Performance on Real Data Sets:
To test the performance of ROHMM on real datasets we used 1000G integrated phase3 data. Homozygous regions of different classes were inferred from this data and we compared distributions of each class and overall homozygosity among different continents and sub-populations listed here. Initial comparison of exome scale data and genome scale data performance of ROHMM indicated that ROHMM is able to detect homozygosity at a comparable level from both types of data as it was the case when we tested down-sampled data from our synthetic benchmarks (R ~ 0.96, p<2.2e-16) (Figure 4A).
In order to make sure that inferred homozygous regions were real or close to real homozygosity among individuals, we decided to compare the inbreeding coefficient calculated by method of moments estimator (Fmom) against FROH which was defined as the ratio of sites within homozygous stretches over all sites present at each individual. This comparison was performed by many others before studying the effects of inbreeding on populations as well as small pedigrees (Keller et al., 2011; Narasimhan et al., 2016; Rosenberg, Pemberton, Li, & Belmont, 2013). We noticed that when Fmom was compared against the FROHcalculated from the total homozygosity detected by ROHMM we obtained a low level of correlation even when we used allele frequency model and bcftools roh itself. When FROH was calculated using homozygous regions longer than 0.5 kilobases the correlation between Fmom and FROH was more pronounced especially for superpopulations with higher consanguinity (R ~ 0.9, p<2.2e-16) (Figure 4B-4C). This result was also parallel to what others have published before (Keller et al., 2011) but in contradiction to what was reported by Narasimhan et. al. (Narasimhan et al., 2016). This discriminant behavior between reports may need further investigation.

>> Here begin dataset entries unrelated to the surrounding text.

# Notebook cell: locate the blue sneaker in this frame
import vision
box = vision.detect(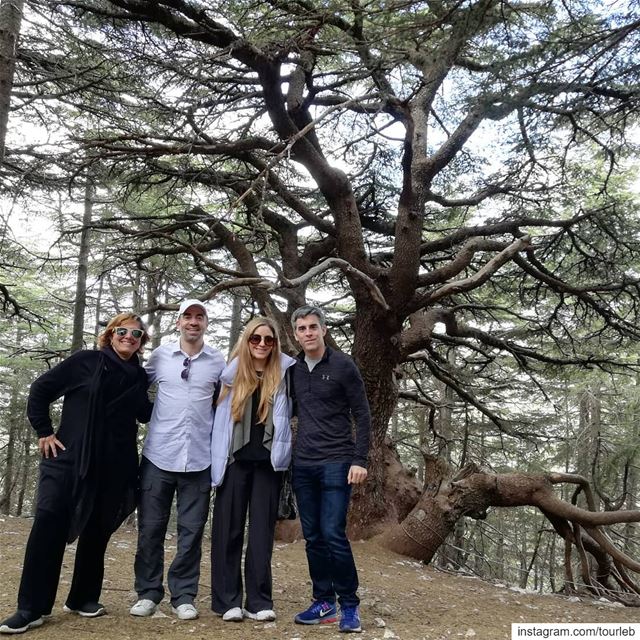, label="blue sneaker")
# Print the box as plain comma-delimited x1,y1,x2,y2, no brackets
294,600,338,624
340,607,362,633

As we sought for different measures for testing performance under real data, a direct comparison against heterozygosity measure turned out to be a better performer. Heterozygosity measure is defined as the ratio of heterozygous sites against all homozygous non-reference sites present per individual as defined by Wang and others (Samuels et al., 2016; Wang, Raskin, Samuels, Shyr, & Guo, 2015). This measure has been tested for its usefulness when comparing populations and individuals for disease resistance and recessive phenotype associations. According to those reports heterozygosity ratio is more robust when compared to homozygosity ratio which was reported to be density dependent. Our measurements and others have also confirmed that when the number of sites is reduced, the power to detect true homozygosity is diminished (Figure 3A-3B). We decided to compare our results against heterozygosity measure and surprisingly ROHMM ’s Allele Distribution Model showed significant correlation between heterozygosity measure of individual populations and FROH inferred from total sites within inferred homozygous segments. Previous reports from Samuels and colleagues indicated an inverse correlation albeit with a lower R2 value. ROHMM ’s inferences showed much higher correlation between FROH and heterozygosity measure (R < -0.9, p<2.2e-16). For South Asian populations where consanguinity is much higher this correlation coefficient is almost the same even when FROH is calculated from much less dense exome data (R < -0.9, p<2.2e-16) (Figure 5A-5B). When overall homozygosity ratios are compared between populations and sub-populations’, ROHMM’s inferences also show the differeces between subpopulations as indicated by other reports (Figure 5C-5D). Additionally, heterozygosity measure graphs by Wang et. al and homozygosity ratio calculated from ROHMM shows almost a perfect mirror image of each other (Figure 5C-5D compared to Figures 2A-2E from Wang et. al. (Wang et al., 2015)).
As a final comparison, we investigated the distribution of homozygous segments captured by ROHMM allele distribution model and allele frequency model. When we compared homozygous stretches longer than 0.5Kb and 1.5Mb we noticed that distribution of sites resemble each other regardless of the model used by ROHMM (Figure 6). This result further supports the idea that the allele distribution model is as useful as the allele frequency model when used with population scale data.